I am minded by SONNET CLV’s point that Mahler said “A symphony must be like the world. It must contain everything”. I have got to 62yo and I have never knowingly ever listened to even a part of a Mahler symphony. Nothing against the composer, how could there be with no knowledge of his music. It is just that I have always read comments about Mahler writing music on the large and epic scale, whereas I mostly like chamber music. 

Well I guess right now in my life I need to think on the large scale. Spend four months exploring something I would not normally go towards. So Mahler it is and I will also try the biographies by Swafford suggested by Animal The Drummer. I will keep to one side the other suggestions and possible personal variations on a theme. 

Thank you for your replies. This is a lovely discussion platform. Now onto YouTube and Mahler symphony number one.

Best wishes to you all for this winter and thank you again.


----------



## annaw (May 4, 2019)

joen_cph said:


> It seems that you haven't explored that much Scandinavian music; Carl Nielsen has a very varied and somehow basically life-assuring work. Maybe-maybe start with pieces like Serenara in Vano, the Humoresque Bagatelles, 1st Symphony, the Violin Sonatas, An Imaginary Trip to the Faroes, the Wind Quintet, and then move on ...
> 
> Another field to check out could be the ballet music and stage art associated with Diaghileff's Ballets Russes ...


I fully support this! Nielsen is a joy to listen to - _so_ energetic and witty.

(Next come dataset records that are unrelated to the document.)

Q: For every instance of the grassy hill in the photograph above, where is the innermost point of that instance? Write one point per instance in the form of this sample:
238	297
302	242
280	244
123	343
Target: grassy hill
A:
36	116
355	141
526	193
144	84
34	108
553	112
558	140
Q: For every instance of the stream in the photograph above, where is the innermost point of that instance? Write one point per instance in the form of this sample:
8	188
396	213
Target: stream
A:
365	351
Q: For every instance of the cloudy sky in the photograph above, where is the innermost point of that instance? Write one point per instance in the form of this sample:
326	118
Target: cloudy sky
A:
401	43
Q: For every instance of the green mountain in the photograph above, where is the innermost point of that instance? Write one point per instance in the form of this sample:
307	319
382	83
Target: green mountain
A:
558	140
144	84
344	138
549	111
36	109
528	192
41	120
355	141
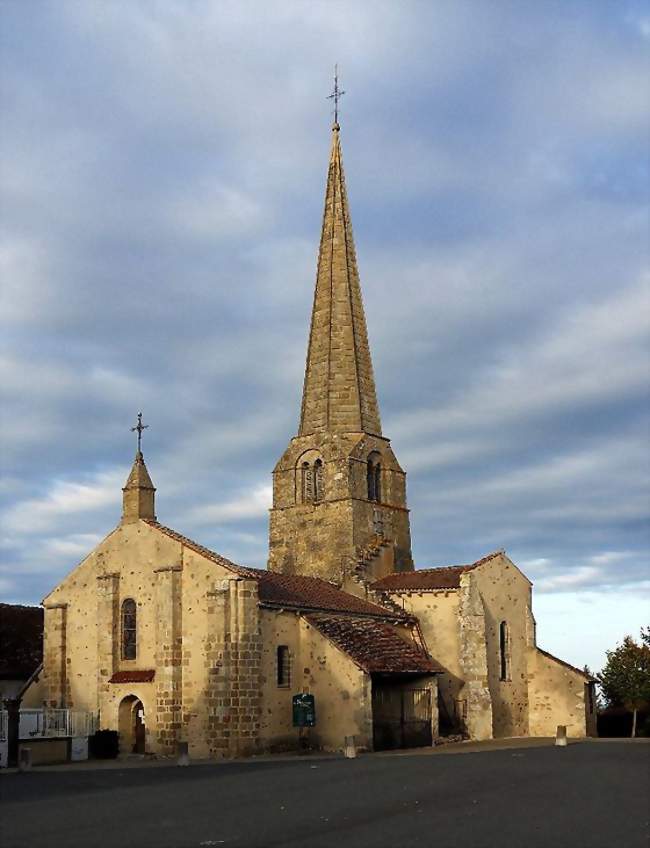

Interestingly, I always seem to get this intense wish to listen to Sibelius when it starts getting dark. Speaking as a Finn and an ardent fan of Nielsen, I think that Nordic composers simply have an unusually good grasp of the nature of winter, cold, and darkness, for obvious reasons .


----------



## starthrower (Dec 11, 2010)

Mahler, and Nielsen symphony cycles are great suggestions. And I'll second the Sibelius cycle, and tone poems as well.


----------



## Rogerx (Apr 27, 2018)

View attachment 160735

If you like voices and singing, set your teeth in this: Wagner: Der Ring des Nibelungen


----------



## RobertJTh (Sep 19, 2021)

Usually when someone is interested in string quartets and big cycles of works, I'd suggest Shostakovich, but since you need something uplifting and positive in spirit, I'd advice against it. If you've got a sensitive personality, there are too many of Shotakovich' works which tend to go under your skin, and not in a good way. I remember listening to his 4th, 14th and 15th symphonies on cold winter nights while feeling rather down, and that wasn't the best idea ever. Some of the string quartets can be extremely depressing too. His music can be pretty nihilistic at times.

Same goes for Mahler, basically. The 6th, Das Lied, the 9th and 10th are sublime works, but not when you're trying to chase away the spirits of darkness.

So instead, I endorse joen's suggestion of Nielsen. He's always uplifting, basically an "allegro" type of composer. Far from superficially jolly though, his music has tremendous depth, and drama too, but it never gets too dark. Even the violent clashes in the 4th and 5th symphonies and the clarinet concerto are more exciting than disturbing. And when he reaches the stage in his life when it's time to summarize everything and reflect on his mortality (in the 6th symphony), he does that with the same mixture of happy resignation and sardonic humour that Beethoven used in his last string quartets. It leaves you with a smile on your face.

Bruckner could be another good choice. Another composer who, while working in a radically different style, had a positive mindset. His symphonies always end with a radiant confirmation of everything that's bright and untroubled, regardless of the complex and arduous road that the music takes before reaching that kind of conclusion.


----------